SIGNIFICANCE AND USE
5.1 An accurate measure of the total absorbed dose is necessary to ensure the validity of the data taken, to enable comparison to be made of data taken at different facilities, and to verify that components or circuits are tested to the radiation specification applied to the system for which they are to be used.  
5.2 The primary value of a calorimetric method for measuring dose is that the results are absolute. They are based only on physical properties of materials, that is, the specific heat of the calorimeter-block material and the Seebeck EMF of the thermocouple used or the temperature coefficient of resistance (α) of the thermistor used, all of which can be established with non-radiation measurements.  

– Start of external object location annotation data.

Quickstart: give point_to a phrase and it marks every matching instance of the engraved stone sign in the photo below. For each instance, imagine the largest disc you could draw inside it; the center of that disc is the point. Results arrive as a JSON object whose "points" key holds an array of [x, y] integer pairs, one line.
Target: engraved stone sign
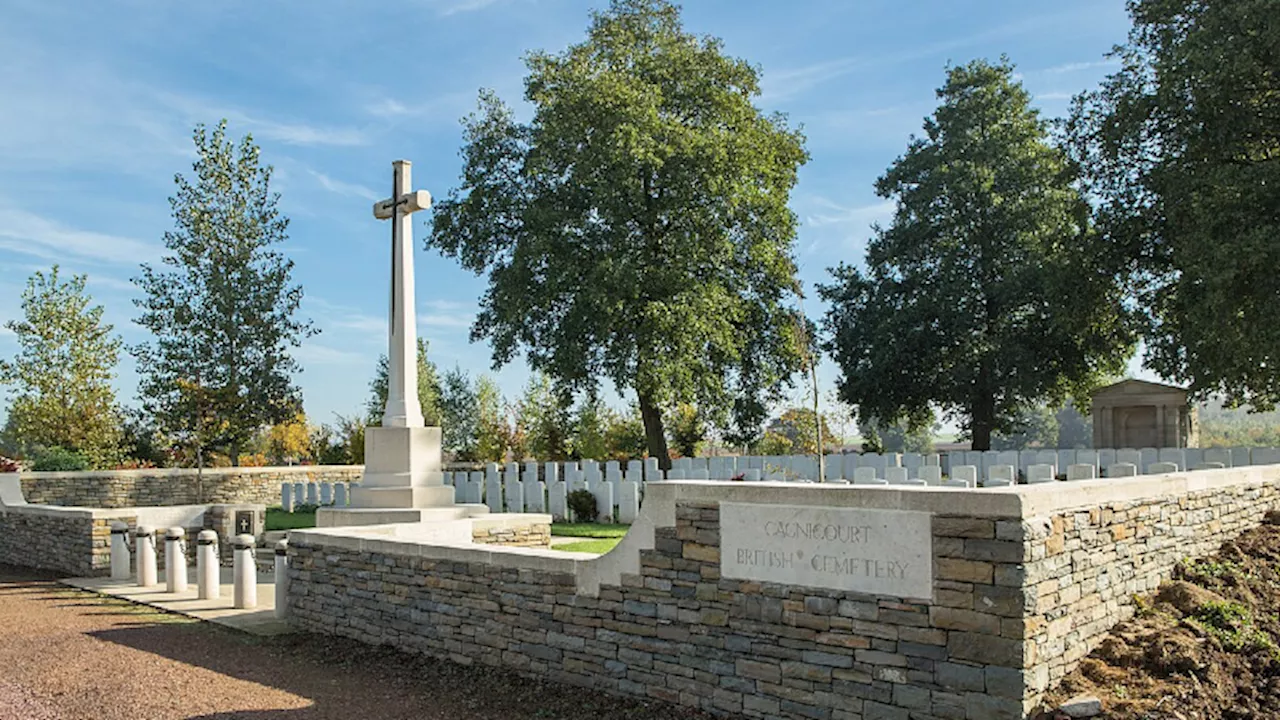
{"points": [[850, 548]]}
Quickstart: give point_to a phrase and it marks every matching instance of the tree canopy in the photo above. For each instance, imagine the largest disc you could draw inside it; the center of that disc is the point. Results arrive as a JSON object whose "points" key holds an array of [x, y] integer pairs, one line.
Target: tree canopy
{"points": [[1182, 154], [222, 306], [636, 228], [987, 291], [60, 379]]}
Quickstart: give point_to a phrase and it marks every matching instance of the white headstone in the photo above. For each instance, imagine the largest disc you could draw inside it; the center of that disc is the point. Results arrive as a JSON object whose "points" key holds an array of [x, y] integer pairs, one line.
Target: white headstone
{"points": [[629, 502], [1217, 455], [557, 501], [1041, 473], [1240, 458], [867, 477], [967, 473], [931, 474], [1080, 472], [1175, 455], [493, 493], [603, 493], [1148, 456], [1129, 456], [535, 496], [1002, 473], [1121, 470]]}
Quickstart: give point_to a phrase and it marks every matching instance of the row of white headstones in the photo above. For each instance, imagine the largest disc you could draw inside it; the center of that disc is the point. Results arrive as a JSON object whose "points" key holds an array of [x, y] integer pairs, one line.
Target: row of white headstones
{"points": [[618, 490]]}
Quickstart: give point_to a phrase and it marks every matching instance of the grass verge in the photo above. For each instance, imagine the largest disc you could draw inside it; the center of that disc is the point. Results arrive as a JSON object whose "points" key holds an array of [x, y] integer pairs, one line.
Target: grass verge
{"points": [[589, 531], [597, 546]]}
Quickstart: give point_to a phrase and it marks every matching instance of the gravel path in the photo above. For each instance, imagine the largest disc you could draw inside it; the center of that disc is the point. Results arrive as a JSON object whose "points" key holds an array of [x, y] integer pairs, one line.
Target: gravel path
{"points": [[69, 655]]}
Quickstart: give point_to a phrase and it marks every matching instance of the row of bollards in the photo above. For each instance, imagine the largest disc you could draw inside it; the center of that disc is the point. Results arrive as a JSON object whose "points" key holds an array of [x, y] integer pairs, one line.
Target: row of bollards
{"points": [[243, 570]]}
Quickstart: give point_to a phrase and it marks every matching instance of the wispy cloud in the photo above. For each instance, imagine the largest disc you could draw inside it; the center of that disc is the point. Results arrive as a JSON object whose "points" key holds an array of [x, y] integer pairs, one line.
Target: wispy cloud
{"points": [[197, 109], [1078, 67], [339, 187], [316, 354], [32, 235], [790, 82], [830, 213], [446, 8], [1054, 96], [446, 314]]}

5.3 The method permits repeated measurements to be made without requiring entry into the radiation cell between measurements.
SCOPE
1.1 This test method covers a calorimetric measurement of the total absorbed dose delivered by a single pulse of electrons from an electron linear accelerator or a flash X-ray machine (FXR, e-beam mode). The test method is designed for use with pulses of electrons in the energy range from 10 to 50 MeV and is only valid for cases in which both the calorimeter and the test specimen to be irradiated are “thin” compared to the range of these electrons in the materials of which they are constructed.  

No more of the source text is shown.